I saw "The Curious Case of Benjamin Button" this evening. I've been privileged to see all of the films nominated frequently for Oscars this season... I' d avoided "Button" because I'm not caught up in all the Brad Pitt hype. Still, when a friend beckoned, I felt there was just enough that seemed unique about the film to warrant a late viewing, and not wait for the DVD.


"Button"...from Kathleen Kennedy, who is a bit of a genius herself, is based on a short-story by another genius, F. Scott Fitzgerald. The film is a tantalizing tale; a jewel, really. It is so beautifully filmed, and contains so many moments of quirky oddities, as well as poignant moments, that it completely stops you in your tracks. Had the bond between Pitt and Cate Blanchett felt truly real (together, they were a little cold), it could have been the film of the decade.

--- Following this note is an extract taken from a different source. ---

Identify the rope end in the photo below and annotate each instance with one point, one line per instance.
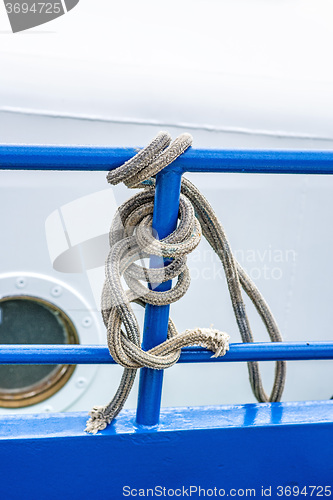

Nevertheless, it struck us both deeply, told in flashbacks from the aging Cate Blanchett. We've both lost loved ones in hospitals who have been truly suffering from painful illness; but, in the film's hospital, there is also a scene from the wistful Julia Ormond (as an aged Cate Blanchett's daughter) where she learns the truth about her past. It felt a little like deja vu.


I had a story repeated from a college friend that stayed around inside my head for over two decades, before I committed the story to paper, in the form of a poem. Got home and ransacked around the computer to find said poem... and here it is, every aching last bit of it. Very symbolic of one of the powerful scenes in "Button"....



Lies Told To Her In Childhood


Ivory parchment aged,
she tears it open with her fingers
sturdy letter opener ignored.
Those same fingers wind her hair in ringlets
the winding ceasing as she catches her breath.
Eyes closed, she remembers the moment he left;
his sorrowful glance at her, a quick embrace.
Could it be that the decade past,
time which never yielded clues to
his absence, time
spent in mourning and loss,
could it be that scoundrel, carelessness,
cost them, distanced them, damaged the two?

She loved him without pretense,
irony, what might have been, has been
her constant companion.
Could it be that this brief note, this
message of love returned,
had been lost these many years?
Shaken, she rises and begins to pace,
to recall her mother’s words and
excuses, her damning anger at his disappearance.
Sarcasm rather than comfort as each
holiday passed without so much as a greeting.
How can it be that she made no mention
of this parting message to her, his daughter?


Rifling quickly through the letters bound up
with a thick, coarse band, she finds, to her sorrow,
that all the others, some twenty
are lettered in the same strong hand.
Postmarked, these; she discovers dates and
locations far to the west; they climb
through the years until they stop some
four years prior, on a date
just before her eighteenth birthday.
She does not have to open them to know that
her father had been the hero of her dreams.....
he'd tried to keep in touch with the little girl
whose hair he gently towel-dried after baths.
He’d not left and forgotten, nor given up.


Weeping, she rises with the letters and leaves,
Locking the door and the lies told to her in childhood
Behind her, for the last time.



My dear friend Angela wept while she told me this story.